The opportunistic right-wing campaign to claim John Fitzgerald Kennedy as a “conservative” on the 50th anniversary of his death never made much sense — and may now perhaps conclude with a quotation from the ultimate Republican authority: their most revered presidential hero, Ronald Wilson Reagan.
In a 1960 letter to the somewhat less heroic Richard Milhous Nixon, then running as the GOP presidential nominee against the liberal Massachusetts senator, Reagan vented his private opinion about Kennedy’s ideology in full with comparisons to a couple of other historical figures:
Shouldn’t someone tag Mr. Kennedy’s ‘bold new imaginative program’ with its proper age? Under the tousled boyish haircut it is still old Karl Marx — first launched a century ago. There is nothing new in the idea of a government being Big Brother to us all. Hitler called his state ‘State Socialism,’ and way before him it was relevant benevolent monarchy.

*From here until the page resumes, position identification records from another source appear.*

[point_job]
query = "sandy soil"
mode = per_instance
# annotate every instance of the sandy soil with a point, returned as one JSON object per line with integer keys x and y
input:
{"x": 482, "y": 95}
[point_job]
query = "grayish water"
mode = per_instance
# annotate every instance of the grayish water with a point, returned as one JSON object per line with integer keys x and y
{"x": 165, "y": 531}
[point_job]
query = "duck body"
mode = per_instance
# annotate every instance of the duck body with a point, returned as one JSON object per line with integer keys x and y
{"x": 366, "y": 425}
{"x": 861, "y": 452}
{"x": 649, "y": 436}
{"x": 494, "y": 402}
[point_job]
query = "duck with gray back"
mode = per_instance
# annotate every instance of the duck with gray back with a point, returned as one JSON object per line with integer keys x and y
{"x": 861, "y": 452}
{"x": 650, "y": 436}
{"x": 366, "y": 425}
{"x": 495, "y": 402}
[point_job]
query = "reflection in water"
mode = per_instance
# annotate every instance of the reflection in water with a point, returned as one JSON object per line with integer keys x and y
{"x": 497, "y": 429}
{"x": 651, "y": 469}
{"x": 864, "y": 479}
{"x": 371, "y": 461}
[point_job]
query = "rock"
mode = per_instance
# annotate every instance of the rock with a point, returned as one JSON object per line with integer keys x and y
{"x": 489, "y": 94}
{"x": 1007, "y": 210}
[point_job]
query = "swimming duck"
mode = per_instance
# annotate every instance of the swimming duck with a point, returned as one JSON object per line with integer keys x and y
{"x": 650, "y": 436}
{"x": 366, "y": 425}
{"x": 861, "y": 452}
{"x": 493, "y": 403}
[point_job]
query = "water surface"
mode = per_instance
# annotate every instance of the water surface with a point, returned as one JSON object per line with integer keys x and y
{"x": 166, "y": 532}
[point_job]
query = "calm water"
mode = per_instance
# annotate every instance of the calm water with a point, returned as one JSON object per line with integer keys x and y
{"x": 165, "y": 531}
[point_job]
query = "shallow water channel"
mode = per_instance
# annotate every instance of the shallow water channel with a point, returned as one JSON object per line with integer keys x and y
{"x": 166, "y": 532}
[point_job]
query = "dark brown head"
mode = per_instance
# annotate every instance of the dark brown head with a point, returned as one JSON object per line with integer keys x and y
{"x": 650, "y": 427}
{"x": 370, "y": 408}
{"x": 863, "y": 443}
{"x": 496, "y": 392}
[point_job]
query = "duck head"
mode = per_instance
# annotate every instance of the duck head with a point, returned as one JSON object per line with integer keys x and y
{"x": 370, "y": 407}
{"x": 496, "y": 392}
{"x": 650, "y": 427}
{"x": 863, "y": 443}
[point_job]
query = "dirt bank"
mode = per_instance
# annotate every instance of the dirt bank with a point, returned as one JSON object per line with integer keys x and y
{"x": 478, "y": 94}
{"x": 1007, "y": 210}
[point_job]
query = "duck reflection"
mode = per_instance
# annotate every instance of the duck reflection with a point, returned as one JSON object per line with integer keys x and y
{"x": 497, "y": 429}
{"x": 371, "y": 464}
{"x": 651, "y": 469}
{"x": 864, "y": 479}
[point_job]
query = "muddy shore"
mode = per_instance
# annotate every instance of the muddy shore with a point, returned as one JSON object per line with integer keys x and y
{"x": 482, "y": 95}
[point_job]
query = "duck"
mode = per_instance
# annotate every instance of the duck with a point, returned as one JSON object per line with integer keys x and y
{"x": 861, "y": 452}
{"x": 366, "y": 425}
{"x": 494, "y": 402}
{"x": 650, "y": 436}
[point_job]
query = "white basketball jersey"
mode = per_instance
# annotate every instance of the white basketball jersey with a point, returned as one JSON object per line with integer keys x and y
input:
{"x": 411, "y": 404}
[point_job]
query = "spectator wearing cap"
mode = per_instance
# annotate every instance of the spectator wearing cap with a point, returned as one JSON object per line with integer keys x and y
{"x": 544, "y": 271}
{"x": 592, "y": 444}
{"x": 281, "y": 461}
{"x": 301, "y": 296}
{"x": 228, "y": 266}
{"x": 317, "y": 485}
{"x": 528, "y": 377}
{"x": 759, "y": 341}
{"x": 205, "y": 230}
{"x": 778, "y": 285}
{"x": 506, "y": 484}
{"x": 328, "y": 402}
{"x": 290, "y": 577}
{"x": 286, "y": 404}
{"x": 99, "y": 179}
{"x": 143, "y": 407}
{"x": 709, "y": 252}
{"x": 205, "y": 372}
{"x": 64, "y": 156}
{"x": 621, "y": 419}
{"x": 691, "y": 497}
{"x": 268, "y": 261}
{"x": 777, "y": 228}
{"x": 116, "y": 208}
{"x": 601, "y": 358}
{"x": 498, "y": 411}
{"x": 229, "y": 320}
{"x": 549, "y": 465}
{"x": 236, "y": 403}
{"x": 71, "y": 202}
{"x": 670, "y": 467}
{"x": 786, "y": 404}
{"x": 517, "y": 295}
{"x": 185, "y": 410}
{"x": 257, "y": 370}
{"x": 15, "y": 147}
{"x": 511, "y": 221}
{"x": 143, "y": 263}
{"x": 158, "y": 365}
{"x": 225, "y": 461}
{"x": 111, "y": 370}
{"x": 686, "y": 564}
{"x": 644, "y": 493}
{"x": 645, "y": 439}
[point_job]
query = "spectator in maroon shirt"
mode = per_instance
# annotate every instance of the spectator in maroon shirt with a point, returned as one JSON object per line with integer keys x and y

Whatever the quality of Reagan’s analogies, they were clearly not meant as compliments to the Democratic presidential nominee, but reflected the dominant view of JFK among the conservatives of that era. The letter to Nixon is quoted in The Right Moment: Ronald Reagan’s First Victory and the Decisive Turning Point in American Politics (Simon & Schuster, 2000), by Matthew Dallek.